Toyota, which is No. 2 in vehicle sales after General Motors Corp., plans to suspend temporarily its production of Tundra pickup trucks and the Sequoia sport utility vehicle, starting August 8. Suburban cowboys are dumping their trucks and SUVs in the face of higher gas prices, and Toyota is not immune. "They're facing the same structural problems as everybody else," said David Cole, chairman of the Center For Automotive Research in Ann Arbor. The names Tundra and Sequoia just scream "more $4 gas."

Production will halt at both the new Tundra plant in San Antonio, Texas, and one in Princeton, Ind. where the Sequoia was scheduled resume production in early November. "The truck market continues to worsen, so unfortunately we must temporarily suspend production," said Jim Wiseman, vice president/external affairs for Toyota Motor Engineering & Manufacturing North America.

Toyota, which sank nearly $2 billion in the Tundra project, has the capacity to build 400,000 pickup trucks but will probably sell only 150,000. "The vehicles have not done as well as they expected," said Alan Baum, an analyst with The Planning Edge in Birmingham. But trucks now sit on dealer lots for 64 days before they sell. "That's almost unheard of for Toyota," said Tom Libby, an analyst with J.D. Power & Associates. "They could have cut the price but they decided not to," he added.

Toyota employees in Texas and Southern Indiana, as well as at the automaker's motor plant in Huntsville, Ala., which builds V8 engines for Tundra and Sequoia, will continue to be provided various work projects through a program similar to the much-criticized "Jobs Banks" used by Detroit automakers that have supported workers during production cuts. "By using this downturn as an opportunity to develop team members and improve our operations, we hope to emerge even stronger," said Wiseman.

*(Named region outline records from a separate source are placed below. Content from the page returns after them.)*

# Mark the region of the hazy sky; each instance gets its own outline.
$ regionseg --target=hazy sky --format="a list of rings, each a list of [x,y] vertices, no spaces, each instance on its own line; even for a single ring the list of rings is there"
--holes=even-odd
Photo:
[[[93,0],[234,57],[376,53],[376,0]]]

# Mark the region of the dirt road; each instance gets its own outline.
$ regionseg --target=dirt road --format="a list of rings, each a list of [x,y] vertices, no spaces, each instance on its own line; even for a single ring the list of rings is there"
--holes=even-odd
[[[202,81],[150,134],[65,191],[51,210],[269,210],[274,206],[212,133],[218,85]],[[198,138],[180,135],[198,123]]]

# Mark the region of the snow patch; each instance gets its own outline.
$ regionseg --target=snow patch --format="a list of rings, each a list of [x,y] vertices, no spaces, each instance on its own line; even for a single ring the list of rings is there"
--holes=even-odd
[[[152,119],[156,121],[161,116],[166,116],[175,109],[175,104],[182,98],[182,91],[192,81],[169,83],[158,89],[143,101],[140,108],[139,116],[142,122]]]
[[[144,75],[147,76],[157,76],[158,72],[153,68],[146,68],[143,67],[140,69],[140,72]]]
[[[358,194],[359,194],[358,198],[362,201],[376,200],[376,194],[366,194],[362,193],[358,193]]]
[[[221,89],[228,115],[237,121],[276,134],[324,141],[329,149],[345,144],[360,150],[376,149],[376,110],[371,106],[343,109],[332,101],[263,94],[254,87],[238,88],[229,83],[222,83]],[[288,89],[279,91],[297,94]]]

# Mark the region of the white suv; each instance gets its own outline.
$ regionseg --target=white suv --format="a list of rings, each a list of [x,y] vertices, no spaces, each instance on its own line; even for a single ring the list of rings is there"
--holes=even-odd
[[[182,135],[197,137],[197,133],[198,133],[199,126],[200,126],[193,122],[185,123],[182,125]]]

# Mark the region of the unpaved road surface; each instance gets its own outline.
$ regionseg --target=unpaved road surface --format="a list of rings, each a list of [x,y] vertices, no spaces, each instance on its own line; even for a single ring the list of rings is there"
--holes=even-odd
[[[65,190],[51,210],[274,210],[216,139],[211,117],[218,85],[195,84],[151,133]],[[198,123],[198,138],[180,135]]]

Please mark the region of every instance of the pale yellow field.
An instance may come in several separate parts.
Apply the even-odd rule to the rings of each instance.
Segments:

The shutdown will affect more than 10% of Toyota's 43,000 employees in the U.S. Toyota is also scrambling to rebalance its manufacturing operations to accommodate its best sellers. The company said it will build hybrid Priuses at a plant now under construction in Blue Springs, Miss. The Blue Springs plant is scheduled to open in 2010. The Highlander crossovers that were supposed to be made in Mississippi will be made in Indiana instead, and all pickup trucks will be made exclusively in Texas, according to Toyota.